Yuumi
Zwierzę mięsożerne
Dołączył: 26 Gru 2009
Posty: 32
Przeczytał: 0 tematów
Ostrzeżeń: 0/5
Płeć:
|
Wysłany: Śro 16:15, 17 Lut 2010 Temat postu: |
|
|
Alice napisał: | Ja uważam, że to ściema wymyślona przez walniętych pseudo-fanów, którzy go pokochali po jego śmierci. Amen. |3 |
Dziękuję, Alice. Genialnie to ujęłaś. Ściema. Wredna, durna ściema.
Tyle razy mówił, jak strasznie kocha ludzi, i sądzę, że nie był w stanie tego zrobić, znaczy, zostawić ich.
Zresztą sam udowodnił, że można żyć w spokoju przez jakiś czas.
Kocham jego muzykę, fajny facet. I nie boję się przyznać, że dopiero po jego śmierci. Ale nie uważam się przynajmniej za fana, który uwielbiał ją przed śmiercią. Po prostu teraz zauważyłam, że ktoś taki istnieje, a jego muzyka mi się spodobała.

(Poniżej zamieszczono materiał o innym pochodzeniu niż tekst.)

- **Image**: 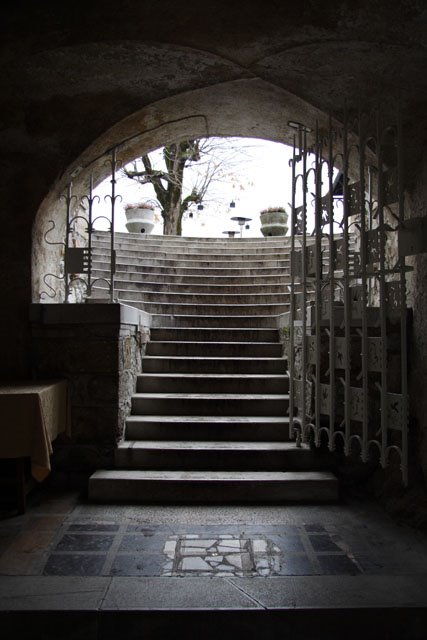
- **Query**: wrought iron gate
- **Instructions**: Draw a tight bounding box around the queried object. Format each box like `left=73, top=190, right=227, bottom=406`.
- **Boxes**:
left=289, top=112, right=415, bottom=485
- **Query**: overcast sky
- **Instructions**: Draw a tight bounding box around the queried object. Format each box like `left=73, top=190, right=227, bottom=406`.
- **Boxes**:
left=95, top=138, right=338, bottom=237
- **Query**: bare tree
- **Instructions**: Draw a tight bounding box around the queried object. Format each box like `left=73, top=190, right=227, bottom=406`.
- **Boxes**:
left=123, top=138, right=252, bottom=235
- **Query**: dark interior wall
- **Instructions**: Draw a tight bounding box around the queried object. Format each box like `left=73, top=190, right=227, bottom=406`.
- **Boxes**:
left=0, top=0, right=427, bottom=378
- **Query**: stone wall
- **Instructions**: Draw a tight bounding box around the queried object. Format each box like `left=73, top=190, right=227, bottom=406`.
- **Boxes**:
left=30, top=304, right=150, bottom=486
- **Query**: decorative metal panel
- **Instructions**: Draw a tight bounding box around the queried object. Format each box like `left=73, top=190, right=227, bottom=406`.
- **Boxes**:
left=290, top=111, right=412, bottom=484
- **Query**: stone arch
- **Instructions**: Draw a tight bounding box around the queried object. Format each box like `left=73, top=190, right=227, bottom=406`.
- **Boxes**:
left=32, top=79, right=356, bottom=301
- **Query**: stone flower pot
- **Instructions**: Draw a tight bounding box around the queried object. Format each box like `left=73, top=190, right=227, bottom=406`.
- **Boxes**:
left=260, top=207, right=288, bottom=237
left=125, top=204, right=156, bottom=233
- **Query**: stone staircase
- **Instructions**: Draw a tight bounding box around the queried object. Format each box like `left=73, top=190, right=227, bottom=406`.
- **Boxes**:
left=89, top=234, right=337, bottom=503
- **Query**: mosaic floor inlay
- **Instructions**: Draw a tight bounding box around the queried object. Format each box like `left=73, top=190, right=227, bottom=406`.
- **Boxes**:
left=162, top=534, right=280, bottom=577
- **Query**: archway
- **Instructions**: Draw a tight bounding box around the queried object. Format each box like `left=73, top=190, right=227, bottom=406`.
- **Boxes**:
left=32, top=79, right=336, bottom=301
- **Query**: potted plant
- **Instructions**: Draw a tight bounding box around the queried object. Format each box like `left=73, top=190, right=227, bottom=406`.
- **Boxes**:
left=260, top=207, right=288, bottom=236
left=125, top=202, right=156, bottom=233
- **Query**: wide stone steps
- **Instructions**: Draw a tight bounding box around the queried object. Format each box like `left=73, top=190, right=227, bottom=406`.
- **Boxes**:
left=115, top=440, right=322, bottom=471
left=143, top=356, right=286, bottom=374
left=94, top=232, right=290, bottom=253
left=125, top=414, right=289, bottom=442
left=146, top=340, right=282, bottom=364
left=151, top=327, right=277, bottom=343
left=89, top=233, right=337, bottom=504
left=93, top=259, right=289, bottom=278
left=132, top=393, right=289, bottom=416
left=93, top=250, right=289, bottom=269
left=92, top=263, right=290, bottom=284
left=136, top=372, right=289, bottom=394
left=103, top=282, right=290, bottom=306
left=151, top=313, right=278, bottom=329
left=92, top=246, right=289, bottom=266
left=119, top=302, right=289, bottom=316
left=89, top=469, right=338, bottom=504
left=114, top=274, right=290, bottom=297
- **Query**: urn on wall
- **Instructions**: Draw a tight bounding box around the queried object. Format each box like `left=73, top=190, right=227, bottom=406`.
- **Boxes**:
left=125, top=202, right=156, bottom=233
left=260, top=207, right=288, bottom=236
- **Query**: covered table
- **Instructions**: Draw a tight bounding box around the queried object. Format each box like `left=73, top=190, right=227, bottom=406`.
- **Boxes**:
left=0, top=380, right=70, bottom=510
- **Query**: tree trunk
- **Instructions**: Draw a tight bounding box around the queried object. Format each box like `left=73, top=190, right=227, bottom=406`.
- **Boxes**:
left=163, top=202, right=182, bottom=236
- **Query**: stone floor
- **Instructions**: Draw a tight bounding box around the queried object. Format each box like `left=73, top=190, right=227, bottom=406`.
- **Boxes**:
left=0, top=488, right=427, bottom=639
left=0, top=482, right=427, bottom=578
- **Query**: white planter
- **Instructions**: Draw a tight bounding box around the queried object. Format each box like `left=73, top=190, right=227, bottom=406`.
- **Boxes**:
left=125, top=207, right=156, bottom=234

I przede wszystkim podziwiam, kładę się na kolana, klękam przed talentem. Co jak co, ale nawet pięćdziesięciolatek nie potrafi tak zatańczyć. A ludzie mówią że nawet na "this is it" zespół lepiej tańczył. A jakbyście się zachowali przed tak ważnym człowiekiem? Taki delikatny popis. Dawali z siebie 150%, nie 100%. Cały czas powtarzał (MJ)"Po to mamy próby", albo "To tak mniej więcej ma wyglądać" vel "To tylko próby".
Ciężko mi teraz, że wcześniej Go nie doceniłam. W ogóle strasznie mi przykro. Ale wiem, jak okropnie czuje się teraz jego rodzina, może nie ojciec (jeżeli wszelkie fakty są prawdziwe), ale dzieci. I jest mi jeszcze gorzej.